第123話 闇に染まる歌姫

果てなく続く闇。

その空間に1人ポツンと体育座りでいる人物。

七海瀬那。

ある時意識を失ってからずっとこの空間にいた。

心の中に浮かんでくるのは孤独と不安…。

そして、誰かの声が聞こえる度に湧き上がる感情は怒り…。



瀬那「誰か…ダレカ…」



その声もただ、虚しく何もない空間に響くだけだった。



私は目を開ける。



ーーーーーーさい!


時折聞こえる声のようなもの…それが聞こえる度私は怒りの感情が溢れてくる。

聞き覚えのある声にも感じたのだが。



ーーヒーーーン!



瀬那「?」



今度は声?だけど頭にぼんやりとその声のようなものの主が思い浮かぶような気がした。



瀬那「は……く……?何…?」



一瞬何かが思い浮かぶような気がしたが、次の瞬間ある声でそれはかき消えてしまう。



『そう、お前は私の声に従うだけでいい!やれ!』



そうだ、私はこの声の人に従わなければいけない。

私は目一杯の怒りを込めると、自分たちの周りに雷雲が形成され、辺り一面に落雷が走る。

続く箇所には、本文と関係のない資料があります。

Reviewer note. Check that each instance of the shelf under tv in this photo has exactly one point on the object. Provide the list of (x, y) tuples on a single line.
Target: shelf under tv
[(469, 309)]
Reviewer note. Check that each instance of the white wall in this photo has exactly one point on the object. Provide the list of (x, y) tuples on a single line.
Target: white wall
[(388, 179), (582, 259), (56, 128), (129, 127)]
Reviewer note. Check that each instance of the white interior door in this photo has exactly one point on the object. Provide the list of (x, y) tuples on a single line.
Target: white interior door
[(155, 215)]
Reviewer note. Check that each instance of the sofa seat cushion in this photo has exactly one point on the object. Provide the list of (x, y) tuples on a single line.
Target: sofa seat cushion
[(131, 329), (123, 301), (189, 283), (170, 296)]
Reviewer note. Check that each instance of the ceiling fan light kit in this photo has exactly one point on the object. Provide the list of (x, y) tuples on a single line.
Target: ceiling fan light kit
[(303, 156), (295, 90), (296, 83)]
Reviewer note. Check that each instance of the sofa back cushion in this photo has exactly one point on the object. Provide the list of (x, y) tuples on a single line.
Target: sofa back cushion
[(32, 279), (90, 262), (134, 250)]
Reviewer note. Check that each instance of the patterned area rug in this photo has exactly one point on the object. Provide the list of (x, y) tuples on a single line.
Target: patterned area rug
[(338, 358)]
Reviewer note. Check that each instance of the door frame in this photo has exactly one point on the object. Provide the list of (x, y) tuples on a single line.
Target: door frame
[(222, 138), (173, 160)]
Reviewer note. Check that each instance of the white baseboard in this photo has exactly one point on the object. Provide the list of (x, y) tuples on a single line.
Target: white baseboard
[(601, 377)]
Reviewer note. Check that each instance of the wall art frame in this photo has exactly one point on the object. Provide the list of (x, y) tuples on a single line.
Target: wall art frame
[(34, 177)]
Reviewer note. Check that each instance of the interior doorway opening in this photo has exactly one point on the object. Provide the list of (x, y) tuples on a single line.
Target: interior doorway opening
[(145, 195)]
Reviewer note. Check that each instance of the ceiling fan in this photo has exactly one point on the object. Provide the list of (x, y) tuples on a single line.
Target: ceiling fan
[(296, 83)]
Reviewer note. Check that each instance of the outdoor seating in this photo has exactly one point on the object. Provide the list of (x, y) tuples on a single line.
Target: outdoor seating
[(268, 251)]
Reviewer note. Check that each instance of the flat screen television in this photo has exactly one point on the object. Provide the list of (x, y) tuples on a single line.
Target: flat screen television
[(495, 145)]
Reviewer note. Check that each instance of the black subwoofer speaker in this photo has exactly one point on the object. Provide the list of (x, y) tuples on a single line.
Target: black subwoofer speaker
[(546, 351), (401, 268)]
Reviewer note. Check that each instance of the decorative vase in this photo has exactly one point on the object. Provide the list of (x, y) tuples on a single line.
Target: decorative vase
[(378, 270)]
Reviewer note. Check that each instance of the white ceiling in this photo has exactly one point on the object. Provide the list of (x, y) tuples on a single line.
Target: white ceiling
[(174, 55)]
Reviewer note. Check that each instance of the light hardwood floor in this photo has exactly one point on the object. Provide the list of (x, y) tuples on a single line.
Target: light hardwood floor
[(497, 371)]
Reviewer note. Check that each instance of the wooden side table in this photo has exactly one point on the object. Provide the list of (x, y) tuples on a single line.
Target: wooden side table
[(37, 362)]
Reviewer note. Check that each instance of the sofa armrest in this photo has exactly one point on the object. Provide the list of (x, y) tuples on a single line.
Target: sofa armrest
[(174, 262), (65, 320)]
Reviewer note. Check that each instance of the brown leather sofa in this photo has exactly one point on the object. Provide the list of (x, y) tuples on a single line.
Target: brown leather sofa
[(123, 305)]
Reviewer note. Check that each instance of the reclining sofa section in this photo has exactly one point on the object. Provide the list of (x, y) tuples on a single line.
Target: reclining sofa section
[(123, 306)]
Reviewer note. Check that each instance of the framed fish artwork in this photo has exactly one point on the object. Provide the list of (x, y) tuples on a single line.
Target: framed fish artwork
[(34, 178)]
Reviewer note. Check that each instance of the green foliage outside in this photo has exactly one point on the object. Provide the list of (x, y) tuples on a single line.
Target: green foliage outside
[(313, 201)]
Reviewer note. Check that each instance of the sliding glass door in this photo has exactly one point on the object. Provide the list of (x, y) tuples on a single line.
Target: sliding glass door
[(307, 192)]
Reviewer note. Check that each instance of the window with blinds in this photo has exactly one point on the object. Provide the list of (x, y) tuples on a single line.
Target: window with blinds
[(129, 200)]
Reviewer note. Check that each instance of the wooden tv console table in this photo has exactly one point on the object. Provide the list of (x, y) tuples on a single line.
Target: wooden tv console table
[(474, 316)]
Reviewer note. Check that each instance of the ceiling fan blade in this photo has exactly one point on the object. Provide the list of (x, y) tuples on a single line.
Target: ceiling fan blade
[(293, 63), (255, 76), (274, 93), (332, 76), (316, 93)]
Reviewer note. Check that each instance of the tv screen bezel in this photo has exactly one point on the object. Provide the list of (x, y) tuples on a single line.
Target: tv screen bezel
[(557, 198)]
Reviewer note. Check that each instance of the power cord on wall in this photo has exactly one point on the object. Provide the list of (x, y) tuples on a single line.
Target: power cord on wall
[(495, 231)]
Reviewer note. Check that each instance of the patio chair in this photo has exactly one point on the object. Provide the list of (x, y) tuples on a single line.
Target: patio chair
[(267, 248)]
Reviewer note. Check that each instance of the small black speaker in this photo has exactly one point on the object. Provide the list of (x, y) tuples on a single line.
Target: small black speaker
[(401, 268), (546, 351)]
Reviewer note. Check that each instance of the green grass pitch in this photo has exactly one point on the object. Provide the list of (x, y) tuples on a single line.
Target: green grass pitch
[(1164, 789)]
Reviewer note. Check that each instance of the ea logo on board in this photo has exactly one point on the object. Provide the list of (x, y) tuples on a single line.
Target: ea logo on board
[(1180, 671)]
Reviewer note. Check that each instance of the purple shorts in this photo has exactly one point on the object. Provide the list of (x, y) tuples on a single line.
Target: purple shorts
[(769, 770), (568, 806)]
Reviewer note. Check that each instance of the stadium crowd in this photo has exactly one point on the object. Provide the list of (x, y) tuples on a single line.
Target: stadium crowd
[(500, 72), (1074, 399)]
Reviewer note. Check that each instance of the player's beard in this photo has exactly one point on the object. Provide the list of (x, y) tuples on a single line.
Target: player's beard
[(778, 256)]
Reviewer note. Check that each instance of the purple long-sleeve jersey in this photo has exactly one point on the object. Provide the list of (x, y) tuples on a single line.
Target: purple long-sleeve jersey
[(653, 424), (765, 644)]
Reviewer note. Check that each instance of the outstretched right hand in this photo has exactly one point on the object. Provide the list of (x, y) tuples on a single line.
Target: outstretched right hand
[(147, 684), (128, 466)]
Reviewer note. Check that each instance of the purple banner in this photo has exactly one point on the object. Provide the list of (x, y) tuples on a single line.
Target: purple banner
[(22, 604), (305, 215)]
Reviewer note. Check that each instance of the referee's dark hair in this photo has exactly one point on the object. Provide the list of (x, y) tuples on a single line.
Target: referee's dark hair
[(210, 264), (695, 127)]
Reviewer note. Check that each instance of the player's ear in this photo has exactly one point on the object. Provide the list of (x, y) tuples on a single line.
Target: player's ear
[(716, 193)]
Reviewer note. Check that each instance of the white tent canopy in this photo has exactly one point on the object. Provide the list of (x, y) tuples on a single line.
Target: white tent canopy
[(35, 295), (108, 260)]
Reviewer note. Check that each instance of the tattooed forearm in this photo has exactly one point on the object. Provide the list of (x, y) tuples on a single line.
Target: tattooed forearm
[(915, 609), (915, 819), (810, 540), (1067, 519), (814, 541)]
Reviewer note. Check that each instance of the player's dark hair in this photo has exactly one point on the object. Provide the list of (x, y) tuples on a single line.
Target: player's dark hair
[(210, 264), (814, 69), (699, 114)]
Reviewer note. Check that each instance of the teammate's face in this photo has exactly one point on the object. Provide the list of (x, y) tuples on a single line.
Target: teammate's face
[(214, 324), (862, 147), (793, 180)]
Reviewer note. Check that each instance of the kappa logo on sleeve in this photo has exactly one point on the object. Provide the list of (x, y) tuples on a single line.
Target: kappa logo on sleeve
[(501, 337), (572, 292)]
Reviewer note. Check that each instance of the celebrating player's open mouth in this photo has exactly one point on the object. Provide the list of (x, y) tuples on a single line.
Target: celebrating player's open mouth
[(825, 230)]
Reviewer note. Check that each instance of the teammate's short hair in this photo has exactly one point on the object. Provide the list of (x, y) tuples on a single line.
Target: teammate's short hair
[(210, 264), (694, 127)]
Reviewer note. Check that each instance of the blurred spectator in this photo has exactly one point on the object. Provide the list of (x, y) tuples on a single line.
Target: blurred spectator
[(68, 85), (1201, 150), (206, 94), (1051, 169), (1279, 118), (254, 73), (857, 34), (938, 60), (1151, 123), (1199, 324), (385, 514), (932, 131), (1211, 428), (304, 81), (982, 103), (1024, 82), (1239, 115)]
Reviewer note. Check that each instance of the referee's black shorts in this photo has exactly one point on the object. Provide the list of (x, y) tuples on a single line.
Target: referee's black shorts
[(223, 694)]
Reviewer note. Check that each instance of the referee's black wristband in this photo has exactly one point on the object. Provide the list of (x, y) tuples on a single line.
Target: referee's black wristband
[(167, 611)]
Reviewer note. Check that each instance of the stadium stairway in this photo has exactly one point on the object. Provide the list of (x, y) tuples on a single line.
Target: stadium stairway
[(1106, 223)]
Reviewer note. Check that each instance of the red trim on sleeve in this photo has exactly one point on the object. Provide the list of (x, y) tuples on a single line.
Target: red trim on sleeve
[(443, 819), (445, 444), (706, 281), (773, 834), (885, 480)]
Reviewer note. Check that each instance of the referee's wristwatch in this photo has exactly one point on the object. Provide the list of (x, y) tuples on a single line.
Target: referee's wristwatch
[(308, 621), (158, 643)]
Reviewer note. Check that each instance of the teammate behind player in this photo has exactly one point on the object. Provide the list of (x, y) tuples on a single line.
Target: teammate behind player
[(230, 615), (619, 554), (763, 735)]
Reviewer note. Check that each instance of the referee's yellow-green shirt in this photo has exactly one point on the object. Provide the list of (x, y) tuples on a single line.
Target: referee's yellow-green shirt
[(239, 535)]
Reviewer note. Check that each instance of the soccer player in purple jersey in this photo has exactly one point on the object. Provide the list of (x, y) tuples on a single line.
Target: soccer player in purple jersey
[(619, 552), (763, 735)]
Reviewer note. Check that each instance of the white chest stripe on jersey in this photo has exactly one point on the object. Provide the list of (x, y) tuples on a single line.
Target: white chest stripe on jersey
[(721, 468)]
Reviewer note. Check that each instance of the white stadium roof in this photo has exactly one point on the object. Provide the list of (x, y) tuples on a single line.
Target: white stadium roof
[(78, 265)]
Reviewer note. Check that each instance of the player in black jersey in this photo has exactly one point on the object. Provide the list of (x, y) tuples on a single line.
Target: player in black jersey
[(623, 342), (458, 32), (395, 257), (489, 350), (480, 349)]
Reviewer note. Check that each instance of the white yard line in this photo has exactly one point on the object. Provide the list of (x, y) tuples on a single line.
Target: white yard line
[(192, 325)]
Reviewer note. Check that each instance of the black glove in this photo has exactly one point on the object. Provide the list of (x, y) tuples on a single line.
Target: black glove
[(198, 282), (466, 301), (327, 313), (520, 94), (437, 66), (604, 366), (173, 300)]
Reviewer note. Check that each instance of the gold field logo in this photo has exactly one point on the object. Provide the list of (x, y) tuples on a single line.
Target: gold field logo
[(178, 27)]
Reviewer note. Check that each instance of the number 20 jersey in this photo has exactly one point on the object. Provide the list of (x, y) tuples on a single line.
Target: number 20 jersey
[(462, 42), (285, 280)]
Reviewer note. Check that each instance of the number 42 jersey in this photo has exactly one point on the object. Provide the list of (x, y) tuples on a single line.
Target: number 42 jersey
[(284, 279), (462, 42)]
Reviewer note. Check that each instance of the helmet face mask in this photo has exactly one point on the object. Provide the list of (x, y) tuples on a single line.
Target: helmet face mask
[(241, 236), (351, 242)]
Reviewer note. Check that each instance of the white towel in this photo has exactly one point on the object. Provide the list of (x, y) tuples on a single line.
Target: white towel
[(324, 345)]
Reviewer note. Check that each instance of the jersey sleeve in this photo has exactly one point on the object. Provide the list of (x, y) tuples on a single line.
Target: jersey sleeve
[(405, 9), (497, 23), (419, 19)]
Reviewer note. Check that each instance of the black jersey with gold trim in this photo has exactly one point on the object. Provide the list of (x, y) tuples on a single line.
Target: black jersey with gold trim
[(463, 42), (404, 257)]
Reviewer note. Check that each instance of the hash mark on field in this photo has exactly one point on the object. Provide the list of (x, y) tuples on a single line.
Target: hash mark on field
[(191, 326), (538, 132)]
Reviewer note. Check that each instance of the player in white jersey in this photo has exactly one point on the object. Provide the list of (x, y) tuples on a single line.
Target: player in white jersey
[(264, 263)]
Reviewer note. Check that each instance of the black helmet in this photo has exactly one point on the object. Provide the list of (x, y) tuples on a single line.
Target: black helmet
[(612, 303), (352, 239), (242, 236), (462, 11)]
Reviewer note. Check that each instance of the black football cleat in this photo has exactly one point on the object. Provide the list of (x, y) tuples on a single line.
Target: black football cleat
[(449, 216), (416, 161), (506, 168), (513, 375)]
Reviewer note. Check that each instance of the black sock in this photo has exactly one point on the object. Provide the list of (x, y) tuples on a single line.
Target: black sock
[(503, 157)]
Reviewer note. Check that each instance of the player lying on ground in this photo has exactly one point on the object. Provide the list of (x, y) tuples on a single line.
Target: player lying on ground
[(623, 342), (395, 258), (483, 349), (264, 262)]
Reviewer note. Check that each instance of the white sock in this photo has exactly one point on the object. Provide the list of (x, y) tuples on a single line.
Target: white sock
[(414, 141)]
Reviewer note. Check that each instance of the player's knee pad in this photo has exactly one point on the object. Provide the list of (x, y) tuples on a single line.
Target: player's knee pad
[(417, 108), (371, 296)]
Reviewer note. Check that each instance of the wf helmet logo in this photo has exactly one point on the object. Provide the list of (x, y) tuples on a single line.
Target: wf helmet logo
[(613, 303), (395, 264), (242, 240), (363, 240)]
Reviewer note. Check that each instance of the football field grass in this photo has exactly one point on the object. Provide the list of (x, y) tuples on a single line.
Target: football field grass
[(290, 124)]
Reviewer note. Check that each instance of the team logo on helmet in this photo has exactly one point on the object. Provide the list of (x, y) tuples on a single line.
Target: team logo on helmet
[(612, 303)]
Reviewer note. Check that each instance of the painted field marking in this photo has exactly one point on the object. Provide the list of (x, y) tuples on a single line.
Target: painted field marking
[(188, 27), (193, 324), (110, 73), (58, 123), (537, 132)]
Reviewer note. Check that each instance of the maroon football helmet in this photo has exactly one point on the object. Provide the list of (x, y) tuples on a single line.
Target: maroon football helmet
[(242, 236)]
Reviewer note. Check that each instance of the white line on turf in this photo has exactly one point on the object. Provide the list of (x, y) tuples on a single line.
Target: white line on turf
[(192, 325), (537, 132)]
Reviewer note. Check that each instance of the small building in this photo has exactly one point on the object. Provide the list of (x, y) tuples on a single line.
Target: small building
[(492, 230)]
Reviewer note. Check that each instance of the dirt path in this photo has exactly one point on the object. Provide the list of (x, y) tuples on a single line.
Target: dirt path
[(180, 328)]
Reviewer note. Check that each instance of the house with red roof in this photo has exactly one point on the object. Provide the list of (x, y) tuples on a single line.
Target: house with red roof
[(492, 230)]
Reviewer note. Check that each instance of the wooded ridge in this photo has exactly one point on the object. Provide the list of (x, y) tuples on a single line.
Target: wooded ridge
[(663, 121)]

『ふふふ…いいぞ!思った通りだ!上手く扱えば上級魔法にも匹敵する威力だ!』




私達の目の前にはそう、私達の敵である魔物や人間達が雷に打たれ地に伏していた。




やーーろ!



人間がこちらに向かって何かを言っていたが私にはわからなかった。

起き上がりこちらに突進してこようとした魔物がレビア様の攻撃でその身体を貫き、とうとう血飛沫をあげ動かなくなった。

私は何故かその光景を見て涙を流していた。

何故?なぜ?ナゼ?

わからない…ワカラナイ…



瀬那ちゃん!何をやってるんだ!



聞いたことのある声がワタシを呼ぶ。

ワタシは何故かその声に歌っていた歌を止めてしまう。

見たことあるひと?だれ?

おとこのひとは魔物に近寄っていくと、何かをはなしかけていた。

急に胸が締め付けられるように苦しくなる。



瀬那「い……や……」



『どうした?歌え!その歌で私達の敵を苦しめろ!』




ワタシはくるしめるためにうたう?



違う!君の歌は苦しめる為にあるんじゃない!



ちがう?なにが?わたしはくるしめるために、てきをたおすために?うたう?




俺にはあの時感じた!俺にはわかる。君の歌は誰かを救いたい…君の純粋な想いが成せる歌だ!




おもい?ワタシは…



瀬那「た…す……け……」

『チッ!やはり不安てになってきたか!ゆっくり調整できなかったから仕方がないか!壊れる恐れもあるがこの方法しかないか」



ワタシの横にいた人がワタシに手をかざす。

そして、ワタシの意識は再び深く闇に落ちていった。